Он смотрел на безмятежное, словно вырезанное из слоновой кости, лицо Сильвестра. Все морщинки, что придавали ему суровый или, наоборот, лукавый вид, разгладились. Ушел огонь, ушла мудрость, ушла боль. Осталась лишь оболочка, пустой сосуд. А рядом, на столике, лежала шкатулка с Астролябией, и ее тяжесть, казалось, продавливала не только дерево, но и саму ткань реальности. Клятва. Он дал клятву.

Слово звенело в оглушающей тишине. Оно было абсурдным, невозможным. Он, Элиан, который боялся даже выйти на рыночную площадь в базарный день из-за шума и толпы. Он, который ни разу в жизни не ночевал под открытым небом. Он должен пересечь континент, кишащий аномалиями, о которых он читал с содроганием, чтобы доставить артефакт в место, которого нет на картах. Это была даже не шутка. Это было безумие.

Первым делом нужно было что-то сделать. Что-то простое, механическое, чтобы запустить застывшее время. Он встал, ноги показались чужими, ватными. Подошел к окну. Сумерки уже сгущались над городом, зажигая в окнах домов напротив робкие оранжевые огни. Мир продолжал жить своей жизнью. Пекарь из лавки на углу выносил непроданные булки, двое стражников лениво брели по мостовой, смеялись дети. Никто из них не знал, что только что в этой комнате оборвалась целая эпоха, и что где-то в недрах земли, возможно, уже пробуждается новый Катаклизм.

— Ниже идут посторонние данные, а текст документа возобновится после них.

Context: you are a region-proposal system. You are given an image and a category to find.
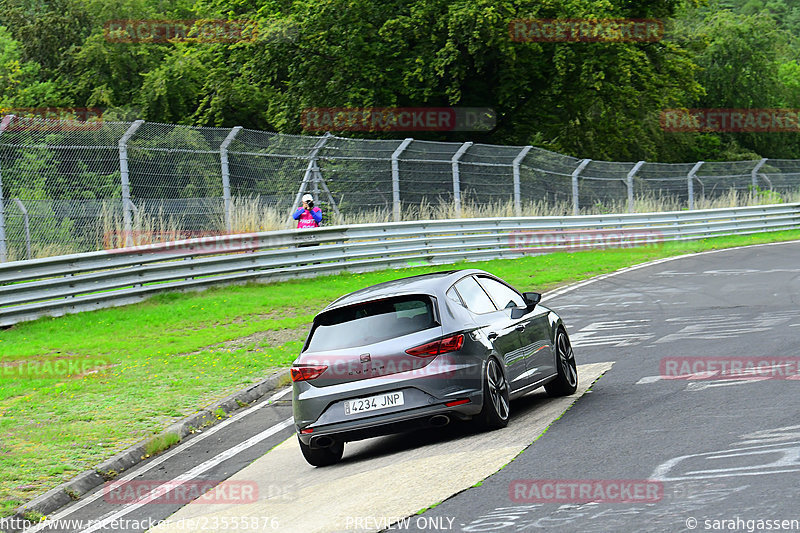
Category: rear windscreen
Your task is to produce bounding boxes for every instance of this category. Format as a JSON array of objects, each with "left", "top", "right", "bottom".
[{"left": 306, "top": 296, "right": 437, "bottom": 352}]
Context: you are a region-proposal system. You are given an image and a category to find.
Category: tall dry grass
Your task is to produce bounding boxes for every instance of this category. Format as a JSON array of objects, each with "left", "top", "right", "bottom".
[{"left": 98, "top": 189, "right": 800, "bottom": 251}]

Тяжелый стук в дверь заставил его подпрыгнуть. Он замер, боясь дышать, словно вор, застигнутый на месте преступления. Стук повторился, настойчивее.

– Мастер Сильвестр! Элиан! – раздался приглушенный женский голос. – Ваш ужин стынет! Я оставила корзинку у двери!

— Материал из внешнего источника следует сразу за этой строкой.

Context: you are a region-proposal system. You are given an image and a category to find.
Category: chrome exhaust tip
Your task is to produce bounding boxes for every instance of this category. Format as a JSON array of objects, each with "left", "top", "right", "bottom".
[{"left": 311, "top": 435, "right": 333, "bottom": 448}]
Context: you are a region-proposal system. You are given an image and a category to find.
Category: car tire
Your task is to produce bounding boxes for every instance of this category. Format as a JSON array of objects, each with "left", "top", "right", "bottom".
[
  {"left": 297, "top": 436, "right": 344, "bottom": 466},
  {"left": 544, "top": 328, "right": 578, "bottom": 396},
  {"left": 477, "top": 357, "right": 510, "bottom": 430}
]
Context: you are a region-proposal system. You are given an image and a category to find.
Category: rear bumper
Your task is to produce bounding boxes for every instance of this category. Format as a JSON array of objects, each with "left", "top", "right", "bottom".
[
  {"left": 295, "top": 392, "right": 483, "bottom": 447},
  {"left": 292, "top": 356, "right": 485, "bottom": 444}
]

Это была госпожа Элара, жена пекаря. Добрая, шумная женщина, которая уже много лет приносила им ужин, жалея «двух непутевых затворников, питающихся одной пылью со своих книжек».

Элиан медленно подошел к двери. Он не мог ее открыть. Не мог сказать ей. Если он произнесет эти слова вслух, смерть Мастера станет окончательной, неопровержимой. Он прислонился лбом к холодному дереву.

– Спасибо, госпожа Элара, – выдавил он, и голос его прозвучал чужим, надтреснутым. – Мы… Мастер отдыхает. Он просил не беспокоить.

За дверью помолчали.

– С ним все в порядке, мальчик? Голос у тебя нехороший.

– Все в порядке, – соврал он. – Просто… устал. Много работы.

Еще одна пауза, а затем удаляющиеся шаги. Элиан сполз по двери на пол, обхватив голову руками. Ложь. Первая ложь в его новой, страшной жизни. А ведь ему предстояло лгать еще не раз. Ему предстояло стать кем-то другим.

Ночь он провел без сна, сидя в своем углу на стопке старых альманахов и глядя то на неподвижную фигуру в кресле, то на шкатулку. Он думал о том, как легко было бы отказаться. Сказать, что Мастер бредил перед смертью. Спрятать Астролябию в самый дальний угол подвала, продать часть карт, чтобы прожить какое-то время, а потом найти себе место переписчика в городской ратуше. Жизнь была бы тихой, безопасной, предсказуемой. И невыносимо пустой. Каждый прожитый день был бы предательством. Он бы до конца своих дней видел перед собой угасающие глаза Сильвестра и слышал свой собственный шепот: «Я клянусь».

Утром, когда первые серые лучи пробились сквозь пыльное стекло, он принял решение. Он сделал то, что должен был. Он спустился по скрипучей лестнице и постучал в дверь дома, где жили могильщики.

Похороны были скудными и быстрыми. Картографы не принадлежали ни к одной из гильдий, а друзей у Сильвестра в городе не было. Кроме Элиана, на утесе, где по традиции предавали огню тех, кто не был связан с землей – моряков, астрономов и картографов, – стояли лишь двое могильщиков и молчаливый служитель из Храма Уходящих Путей.

Элиан смотрел, как пламя пожирает просмоленные доски, как седой дым уносится ветром в сторону моря. Он вспоминал руки Мастера – сильные, уверенные, выводящие на карте линию горного хребта. Вспоминал его тихий смех, когда Элиан в очередной раз ставил кляксу на почти готовой работе. Вспоминал, как много лет назад Сильвестр нашел его, десятилетнего оборванца, на ступенях библиотеки, срисовывающего созвездия угольком на обрывке оберточной бумаги, и просто сказал: «Пойдем. У меня есть бумага получше». Он дал ему не только дом и ремесло. Он дал ему целый мир, пусть и заключенный в рамки пергамента.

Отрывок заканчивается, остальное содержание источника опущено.